L’amélioration de la gestion doit contribuer aux efforts de réduction des déficits
Le renforcement du pilotage stratégique de l’organisation du système de soins par l’administration centrale, la poursuite de la réorganisation du réseau du régime général et du regroupement des caisses de base, ainsi que l’amélioration de la qualité des processus de gestion des établissements de santé sont nécessaires et doivent contribuer aux efforts de maîtrise de la dépense.
La comparaison des systèmes de retraites et d’assurance maladie en France et
en Allemagne fait ressortir une responsabilisation accrue des acteurs outre-Rhin
Les systèmes français et allemands de retraite et d’assurance maladie reposent sur des principes semblables, qui rapprochent leur organisation et leur financement.
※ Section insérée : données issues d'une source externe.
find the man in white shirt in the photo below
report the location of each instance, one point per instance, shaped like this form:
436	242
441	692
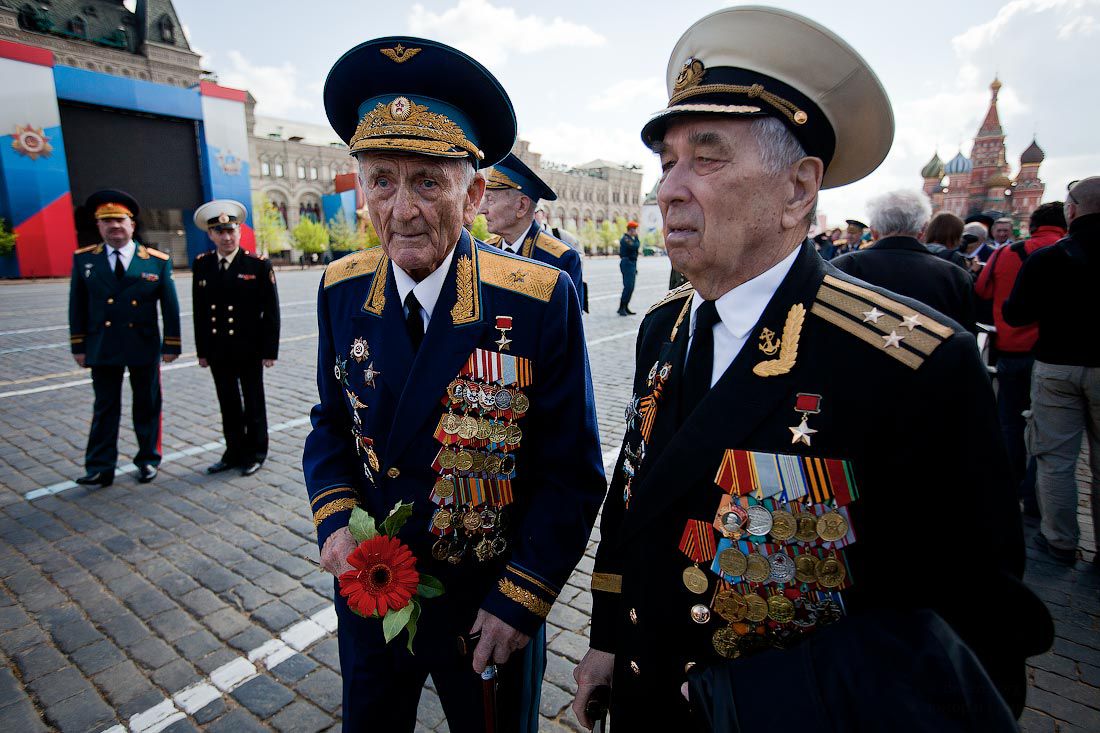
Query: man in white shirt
759	533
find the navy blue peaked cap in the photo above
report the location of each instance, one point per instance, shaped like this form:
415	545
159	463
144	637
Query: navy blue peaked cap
513	173
403	94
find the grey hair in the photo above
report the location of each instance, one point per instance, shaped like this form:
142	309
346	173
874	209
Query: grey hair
900	212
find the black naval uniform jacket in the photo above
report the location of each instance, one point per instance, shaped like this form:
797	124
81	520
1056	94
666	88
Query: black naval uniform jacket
113	321
237	313
936	528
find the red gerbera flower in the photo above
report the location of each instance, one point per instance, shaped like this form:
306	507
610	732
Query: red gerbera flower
384	577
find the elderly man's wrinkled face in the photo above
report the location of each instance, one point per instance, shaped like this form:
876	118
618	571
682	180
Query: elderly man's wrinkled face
722	209
417	206
117	230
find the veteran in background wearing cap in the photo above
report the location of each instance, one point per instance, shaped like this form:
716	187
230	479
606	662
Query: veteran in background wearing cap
512	195
113	295
770	543
453	378
237	325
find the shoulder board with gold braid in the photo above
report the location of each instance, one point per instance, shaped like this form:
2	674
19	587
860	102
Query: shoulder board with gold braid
548	243
892	327
516	274
684	290
353	265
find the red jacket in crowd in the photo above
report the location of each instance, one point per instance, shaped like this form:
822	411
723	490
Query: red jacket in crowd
996	283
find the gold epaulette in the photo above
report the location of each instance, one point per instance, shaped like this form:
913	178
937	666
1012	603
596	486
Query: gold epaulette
686	288
548	243
353	265
516	274
897	329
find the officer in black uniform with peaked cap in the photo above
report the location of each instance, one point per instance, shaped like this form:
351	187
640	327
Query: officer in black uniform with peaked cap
780	533
237	326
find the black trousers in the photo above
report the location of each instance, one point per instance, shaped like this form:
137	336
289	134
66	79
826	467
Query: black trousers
102	452
240	386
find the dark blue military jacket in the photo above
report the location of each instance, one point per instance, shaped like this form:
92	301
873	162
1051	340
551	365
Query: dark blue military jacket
541	247
382	433
113	321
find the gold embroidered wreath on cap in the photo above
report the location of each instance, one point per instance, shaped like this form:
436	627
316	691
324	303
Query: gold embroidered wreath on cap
404	124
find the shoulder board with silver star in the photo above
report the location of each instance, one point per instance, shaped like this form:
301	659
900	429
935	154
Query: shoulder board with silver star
548	243
353	265
516	274
890	326
683	291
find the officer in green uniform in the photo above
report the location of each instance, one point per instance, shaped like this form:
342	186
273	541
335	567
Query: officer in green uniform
782	547
116	287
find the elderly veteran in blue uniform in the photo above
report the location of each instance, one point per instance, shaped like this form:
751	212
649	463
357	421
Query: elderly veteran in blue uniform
512	196
782	548
113	295
453	376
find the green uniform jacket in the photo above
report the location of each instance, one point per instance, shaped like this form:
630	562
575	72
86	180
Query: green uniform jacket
114	321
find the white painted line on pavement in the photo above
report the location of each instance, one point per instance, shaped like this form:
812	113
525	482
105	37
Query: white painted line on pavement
130	468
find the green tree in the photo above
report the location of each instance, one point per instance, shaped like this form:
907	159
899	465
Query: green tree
310	237
7	239
480	227
267	226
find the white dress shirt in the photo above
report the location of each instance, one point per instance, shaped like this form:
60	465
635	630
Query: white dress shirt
125	252
427	291
740	308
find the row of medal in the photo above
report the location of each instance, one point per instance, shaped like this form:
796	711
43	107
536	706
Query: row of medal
479	434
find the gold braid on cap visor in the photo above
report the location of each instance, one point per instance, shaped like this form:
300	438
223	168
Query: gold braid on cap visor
498	179
755	91
411	129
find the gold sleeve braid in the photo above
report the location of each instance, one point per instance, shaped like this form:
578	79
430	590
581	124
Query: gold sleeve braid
332	507
525	598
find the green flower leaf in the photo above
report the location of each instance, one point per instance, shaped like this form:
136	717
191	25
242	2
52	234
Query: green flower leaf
415	604
396	520
429	587
394	622
362	525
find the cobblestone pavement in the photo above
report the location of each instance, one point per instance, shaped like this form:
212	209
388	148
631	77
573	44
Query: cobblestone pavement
195	602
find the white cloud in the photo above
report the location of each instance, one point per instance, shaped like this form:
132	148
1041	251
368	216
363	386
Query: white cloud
648	91
276	88
492	33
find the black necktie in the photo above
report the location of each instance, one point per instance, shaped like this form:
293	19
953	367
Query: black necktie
414	325
697	372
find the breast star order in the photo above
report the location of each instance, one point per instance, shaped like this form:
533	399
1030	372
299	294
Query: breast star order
802	433
892	340
911	321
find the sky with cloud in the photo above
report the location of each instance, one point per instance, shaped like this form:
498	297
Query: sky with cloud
584	76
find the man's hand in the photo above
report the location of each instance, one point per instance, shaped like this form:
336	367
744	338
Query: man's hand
497	641
336	550
595	669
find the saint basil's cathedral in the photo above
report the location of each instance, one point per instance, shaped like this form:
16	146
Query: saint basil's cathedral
978	184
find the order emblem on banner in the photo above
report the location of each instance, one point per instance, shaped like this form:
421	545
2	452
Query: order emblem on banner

Cependant, leurs soldes financiers divergent nettement : entre 2000 et 2014, l’assurance maladie a dégagé un excédent de 12 Md€ en Allemagne contre un déficit de 105 Md€ en France. Sur la même période, l’assurance vieillesse des salariés a réalisé un excédent de 16 Md€ en Allemagne contre un déficit de 65 Md€ en France.
Parmi les déterminants qui peuvent expliquer de tels écarts, la Cour relève la priorité affirmée en Allemagne à l’objectif de maintien de l’équilibre financier, qui se décline en une série d’outils d’ajustements à tous les niveaux. En particulier, la mise en œuvre de mécanismes de responsabilisation des acteurs, notamment des prescripteurs et des assurés sociaux, apparaît comme un des éléments structurants de la protection sociale en Allemagne.
Recommandations
Sur les 240 recommandations formulées dans ses rapports de 2012, 2013 et 2014 sur la sécurité sociale, 59 % ont été mises en œuvre au moins partiellement.
Cette année, la Cour formule 55 recommandations, dont certaines réitérées, visant notamment à :
- permettre le retour à l’équilibre des comptes sociaux et la diminution de la dette sociale
dans un horizon rapproché ; - améliorer la construction de l’Ondam et renforcer son suivi ;
- renforcer la cohérence et la lisibilité des cotisations sociales ;
- réorganiser l’offre de soins ;
- mieux maîtriser les dépenses d’assurance maladie ;
- moderniser certains dispositifs de solidarité ;
- gérer de manière plus efficiente les organismes de sécurité sociale.